As shown in fig. 6, a second light guiding layer 3 is deposited on the first light guiding layer 2, and the material of the second light guiding layer 3 is at least any one of silicon nitride, silicon oxynitride and silicon oxide, and may be a single-layer, double-layer or multi-layer structure, such as a SiNx/SiOx composite film, which may serve to provide better blocking and planarization effects and also facilitate stress relief between the layers.

A thin film transistor layer 4 is formed on the second light guide layer 3, the thin film transistor layer 4 includes a substrate (not shown in the figure), a gate electrode layer 41, a gate insulating layer 42, an active layer 43, a source drain layer 44, and a passivation layer 45, which are sequentially stacked, and a pixel electrode 10 is formed on the passivation layer 45.

Of course, in other examples, the second light guide layer 3 may not be provided, but the substrate in the thin-film transistor layer 4 may be made thicker.

In a third aspect, the present invention provides a display panel, including the array substrate.

Specifically, as shown in fig. 9, the liquid crystal display device includes the array substrate 301, the liquid crystal layer 22, and the color filter substrate 302 sequentially disposed, wherein the color filter substrate includes the color filter layer 231 and the encapsulation layer 232, the sub-pixel area 2311 of the color filter layer 231 corresponds to the opening area a of the array substrate 301, and the black matrix area 2312 of the color filter substrate 302 corresponds to the non-opening area B of the array substrate 301.

In a fourth aspect, the present invention provides a display device, including the display panel.

The display device in this embodiment may be any product or component with a display function, such as electronic paper, a mobile phone, a tablet computer, a television, a notebook computer, a digital photo frame, and a navigator.

It will be understood that any orientation or positional relationship indicated above with respect to the terms "central," "longitudinal," "lateral," "upper," "lower," "front," "rear," "left," "right," "vertical," "horizontal," "top," "bottom," "inner," "outer," etc., is based on the orientation or positional relationship shown in the drawings and is for convenience in describing and simplifying the invention, and does not indicate or imply that the referenced device or element must have a particular orientation, be constructed and operated in a particular orientation, and is therefore not to be considered limiting of the invention.

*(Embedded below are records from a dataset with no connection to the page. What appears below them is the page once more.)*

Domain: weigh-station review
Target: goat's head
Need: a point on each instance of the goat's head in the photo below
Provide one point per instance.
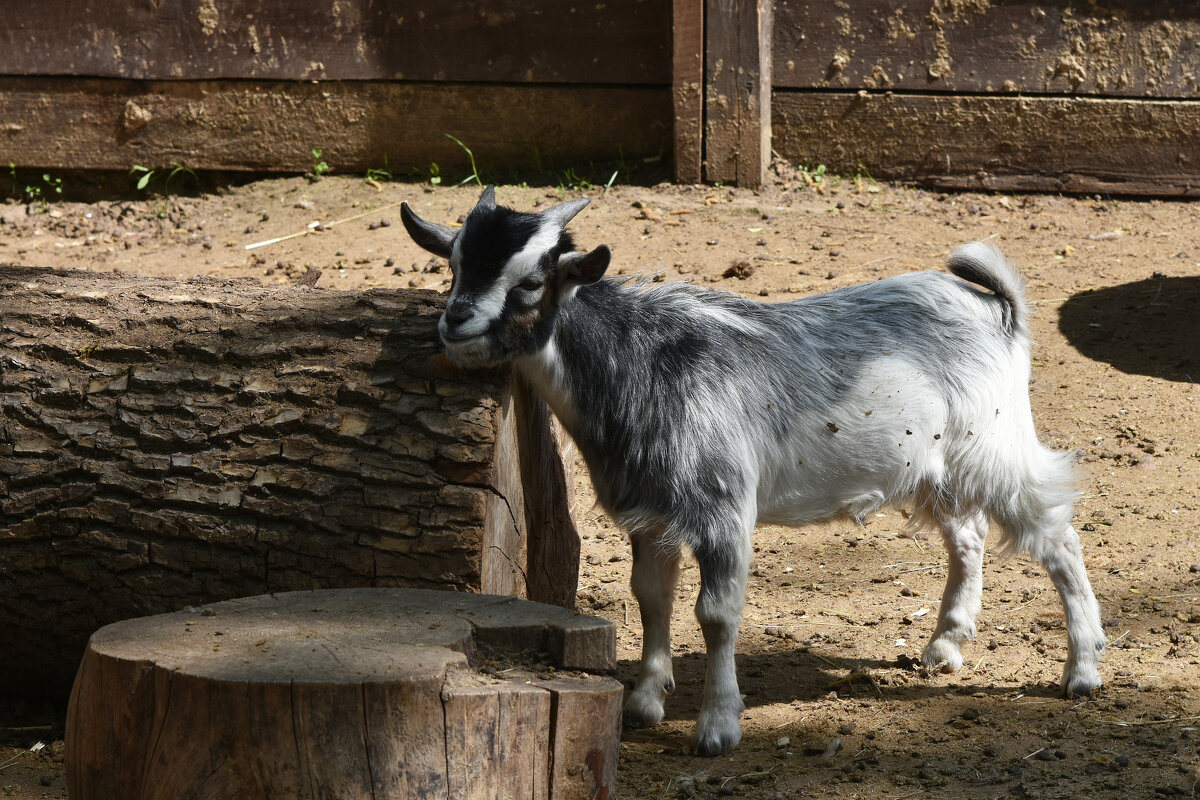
(511, 272)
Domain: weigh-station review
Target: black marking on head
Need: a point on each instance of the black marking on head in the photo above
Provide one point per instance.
(489, 240)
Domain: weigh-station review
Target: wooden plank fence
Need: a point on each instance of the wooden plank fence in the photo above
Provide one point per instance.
(1019, 95)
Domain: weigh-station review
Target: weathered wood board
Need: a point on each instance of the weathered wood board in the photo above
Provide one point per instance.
(611, 42)
(168, 443)
(1110, 48)
(253, 125)
(688, 89)
(373, 693)
(1048, 144)
(737, 91)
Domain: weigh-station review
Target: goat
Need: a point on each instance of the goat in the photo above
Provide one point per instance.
(701, 413)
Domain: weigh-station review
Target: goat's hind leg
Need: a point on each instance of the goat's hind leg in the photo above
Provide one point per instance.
(723, 573)
(1041, 525)
(653, 582)
(1060, 554)
(961, 600)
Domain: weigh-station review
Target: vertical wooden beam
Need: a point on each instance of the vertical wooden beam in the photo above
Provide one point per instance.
(688, 89)
(737, 91)
(552, 555)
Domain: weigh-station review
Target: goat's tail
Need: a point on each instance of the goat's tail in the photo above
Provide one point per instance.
(983, 264)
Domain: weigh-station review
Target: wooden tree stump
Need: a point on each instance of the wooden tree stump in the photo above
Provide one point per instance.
(173, 443)
(373, 693)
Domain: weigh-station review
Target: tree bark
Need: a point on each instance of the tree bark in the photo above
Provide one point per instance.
(166, 444)
(372, 693)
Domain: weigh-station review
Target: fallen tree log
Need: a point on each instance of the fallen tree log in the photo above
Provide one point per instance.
(373, 693)
(166, 444)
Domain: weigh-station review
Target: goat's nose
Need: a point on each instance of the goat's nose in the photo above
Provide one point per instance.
(457, 313)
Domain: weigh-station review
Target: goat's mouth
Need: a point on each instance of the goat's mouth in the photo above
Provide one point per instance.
(455, 340)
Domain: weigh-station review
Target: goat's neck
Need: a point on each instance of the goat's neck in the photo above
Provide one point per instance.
(547, 374)
(561, 371)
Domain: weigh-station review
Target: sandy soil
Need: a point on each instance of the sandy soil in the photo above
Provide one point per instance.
(835, 614)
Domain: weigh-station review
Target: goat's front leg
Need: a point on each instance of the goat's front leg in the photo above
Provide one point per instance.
(655, 572)
(723, 575)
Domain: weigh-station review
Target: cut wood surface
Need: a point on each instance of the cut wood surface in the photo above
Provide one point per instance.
(168, 443)
(264, 125)
(1146, 48)
(381, 693)
(1044, 144)
(490, 41)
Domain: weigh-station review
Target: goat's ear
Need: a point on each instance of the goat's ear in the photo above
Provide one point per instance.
(435, 238)
(580, 269)
(564, 212)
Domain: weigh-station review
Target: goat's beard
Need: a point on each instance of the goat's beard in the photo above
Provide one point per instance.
(473, 354)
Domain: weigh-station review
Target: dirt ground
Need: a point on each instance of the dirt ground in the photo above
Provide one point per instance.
(835, 614)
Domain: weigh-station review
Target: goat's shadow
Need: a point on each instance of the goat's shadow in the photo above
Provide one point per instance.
(786, 677)
(1146, 328)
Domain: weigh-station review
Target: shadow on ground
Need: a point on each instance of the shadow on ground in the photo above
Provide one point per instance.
(1147, 328)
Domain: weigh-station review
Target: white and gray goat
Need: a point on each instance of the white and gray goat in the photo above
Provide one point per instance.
(702, 413)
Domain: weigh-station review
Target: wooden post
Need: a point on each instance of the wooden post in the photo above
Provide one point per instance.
(355, 693)
(737, 91)
(688, 89)
(167, 443)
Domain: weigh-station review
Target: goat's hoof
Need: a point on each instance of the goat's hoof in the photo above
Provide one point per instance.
(942, 654)
(642, 711)
(1079, 681)
(717, 735)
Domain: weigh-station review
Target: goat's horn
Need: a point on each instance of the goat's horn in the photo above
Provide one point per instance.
(564, 212)
(487, 199)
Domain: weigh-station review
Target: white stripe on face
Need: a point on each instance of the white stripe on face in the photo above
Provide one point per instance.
(489, 305)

Furthermore, the terms "first", "second" and "first" are used for descriptive purposes only and are not to be construed as indicating or implying relative importance or implicitly indicating the number of technical features indicated. Thus, a feature defined as "first" or "second" may explicitly or implicitly include one or more of that feature. In the description of the present invention, "a plurality" means two or more unless otherwise specified.

The above description is only a preferred embodiment of the application and is illustrative of the principles of the technology employed. It will be appreciated by those skilled in the art that the scope of the invention herein disclosed is not limited to the particular combination of features described above, but also encompasses other arrangements formed by any combination of the above features or their equivalents without departing from the inventive concept. For example, the above features may be replaced with (but not limited to) features having similar functions disclosed in the present application.